Baggen

Geography
- Coordinates: 65°19′35″N 21°46′37″E﻿ / ﻿65.326288°N 21.776910°E
- Adjacent to: Bay of Bothnia

Administration
- Sweden
- Province: Norrbotten
- Municipality: Piteå Municipality

Demographics
- Population: Uninhabited

= Baggen =

Island in the country of Sweden

Baggen is an island in the northwest of the Swedish sector of the Bay of Bothnia, in the Piteå archipelago.

==Location==

Baggen is about 8 km from Renöhamn.
The island can be reached by boat from Piteå in 10 to 25 minutes depending on weather conditions.

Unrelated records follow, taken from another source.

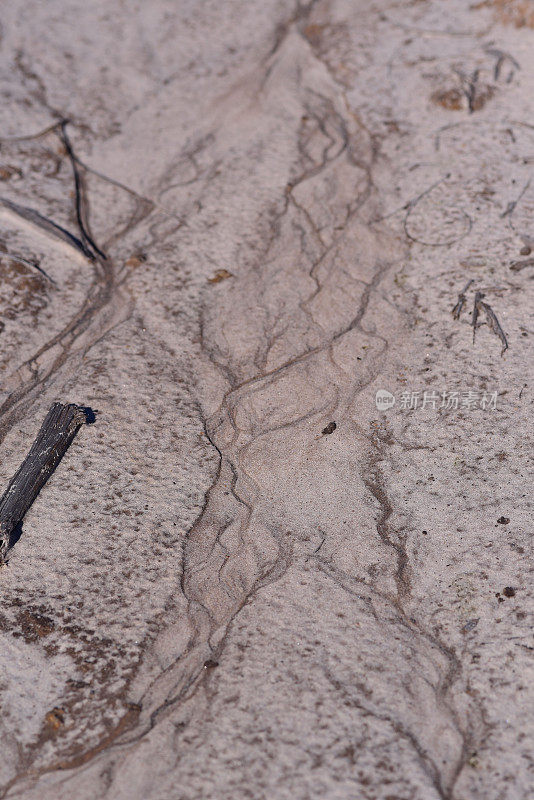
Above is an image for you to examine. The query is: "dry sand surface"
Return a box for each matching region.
[0,1,532,798]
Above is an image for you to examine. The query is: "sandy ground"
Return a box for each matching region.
[0,1,532,798]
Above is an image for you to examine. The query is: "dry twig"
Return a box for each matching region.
[0,196,94,260]
[472,292,508,355]
[452,279,474,319]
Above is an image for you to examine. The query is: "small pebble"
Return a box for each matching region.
[322,422,337,435]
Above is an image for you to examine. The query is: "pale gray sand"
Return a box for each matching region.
[0,1,532,798]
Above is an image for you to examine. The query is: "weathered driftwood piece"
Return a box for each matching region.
[0,403,87,563]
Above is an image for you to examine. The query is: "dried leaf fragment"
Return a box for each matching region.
[208,269,233,284]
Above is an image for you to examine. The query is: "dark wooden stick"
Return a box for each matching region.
[0,403,87,562]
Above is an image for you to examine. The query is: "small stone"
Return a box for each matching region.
[321,422,337,435]
[467,752,479,768]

There are rental cabins.
The west side of the island has steep rocky cliffs.
The name may have Sami origin, from the word "Pakte", meaning "crag".
Baggen has an open air chapel, which is often used for marriages.
It consists of a wooden cross, a simple altar in the form of a flat stone slab and benches of rough hewn logs.

The island has been considered as a site for wind power generation, as have Rånön in Kalix, Vargön in Piteå and Stor-Brändön in Luleå. However a 2009 report concluded that construction could not be justified given the relatively small potential capacity, the cost and environmental damage.